OS::TripleO::ControllerDeployedServer::Net::SoftwareConfig: net-config-static-bridge.yaml
OS::TripleO::ComputeDeployedServer::Net::SoftwareConfig: net-config-static.yaml
OS::TripleO::BlockStorageDeployedServer::Net::SoftwareConfig: net-config-static.yaml
OS::TripleO::ObjectStorageDeployedServer::Net::SoftwareConfig: net-config-static.yaml
OS::TripleO::CephStorageDeployedServer::Net::SoftwareConfig: net-config-static.yaml

The default nic configs use static IP assignment instead of the default of DHCP. This is due to there being no requirement of L2 connectivity between the undercloud and overcloud. However, the nic config templates can be overridden to use whatever configuration is desired (including DHCP).

As is the case when not using deployed-servers, the following parameters need to also be specified:

parameter_defaults:
  NeutronPublicInterface: eth1
  ControlPlaneDefaultRoute: 192.168.24.1
  EC2MetadataIp: 192.168.24.1

ControlPlaneDefaultRoute and EC2MetadataIp are not necessarily meaningful parameters depending on the network architecture in use with deployed servers. However, they still must be specified as they are required parameters for the template interface.

The DeployedServerPortMap parameter can be used to assign fixed IP's from either the ctlplane network or the IP address range for the overcloud.

If the deployed servers were preconfigured with IP addresses from the ctlplane network for the initial undercloud connectivity, then the same IP addresses can be reused during the overcloud deployment.
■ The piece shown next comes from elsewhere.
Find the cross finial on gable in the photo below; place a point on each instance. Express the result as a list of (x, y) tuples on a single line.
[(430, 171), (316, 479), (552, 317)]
Add the following to a new environment file and specify the environment file as part of the deployment command:

resource_registry:
  OS::TripleO::DeployedServer::ControlPlanePort: ../deployed-server/deployed-neutron-port.yaml
parameter_defaults:
  DeployedServerPortMap:
    controller0-ctlplane:
      fixed_ips:
        - ip_address: 192.168.24.9
      subnets:
        - cidr: 24
    compute0-ctlplane:
      fixed_ips:
        - ip_address: 192.168.24.8
      subnets:
        - cidr: 24

The value of the DeployedServerPortMap variable is a map. The keys correspond to the <short hostname>-ctlplane of the deployed servers. Specify the ip addresses to be assigned under fixed_ips.
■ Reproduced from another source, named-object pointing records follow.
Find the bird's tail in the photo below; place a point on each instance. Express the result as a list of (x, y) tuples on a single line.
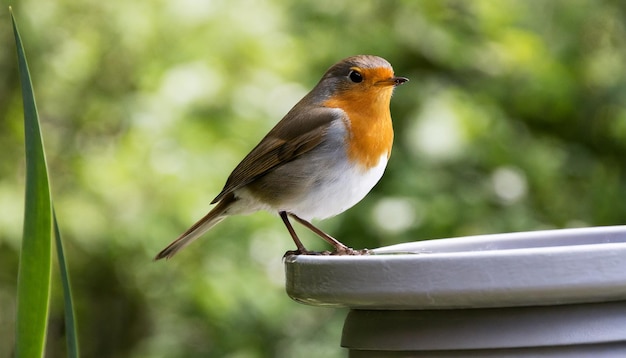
[(214, 216)]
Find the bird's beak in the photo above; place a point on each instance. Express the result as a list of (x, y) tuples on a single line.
[(393, 81)]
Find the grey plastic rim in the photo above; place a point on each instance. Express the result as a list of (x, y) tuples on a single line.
[(504, 270)]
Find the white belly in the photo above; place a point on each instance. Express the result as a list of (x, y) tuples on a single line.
[(340, 191)]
In the case where the ctlplane is not routable from the deployed servers, you can use DeployedServerPortMap to assign an IP address from any CIDR:

resource_registry:
  OS::TripleO::DeployedServer::ControlPlanePort: /usr/share/openstack-tripleo-heat-templates/deployed-server/deployed-neutron-port.yaml
  OS::TripleO::Network::Ports::ControlPlaneVipPort: /usr/share/openstack-tripleo-heat-templates/deployed-server/deployed-neutron-port.yaml
  OS::TripleO::Network::Ports::RedisVipPort: /usr/share/openstack-tripleo-heat-templates/network/ports/noop.yaml

parameter_defaults:
  NeutronPublicInterface: eth1
  EC2MetadataIp: 192.168.100.1
  ControlPlaneDefaultRoute: 192.168.100.1

  DeployedServerPortMap:
    control_virtual_ip:
      fixed_ips:
        - ip_address: 192.168.100.1
    controller0-ctlplane:
      fixed_ips:
        - ip_address: 192.168.100.2
    compute0-ctlplane:
      fixed_ips:
        - ip_address: 192.168.100.3

In the above example, notice how RedisVipPort is mapped to network/ports/noop.yaml. This mapping is due to the fact that the Redis VIP IP address comes from the ctlplane by default. The EC2MetadataIp and ControlPlaneDefaultRoute parameters are set to the value of the control virtual IP address. These parameters are required to be set by the sample NIC configs, and must be set to a pingable IP address in order to pass the validations performed during deployment. Alternatively, the NIC configs could be further customized to not require these parameters.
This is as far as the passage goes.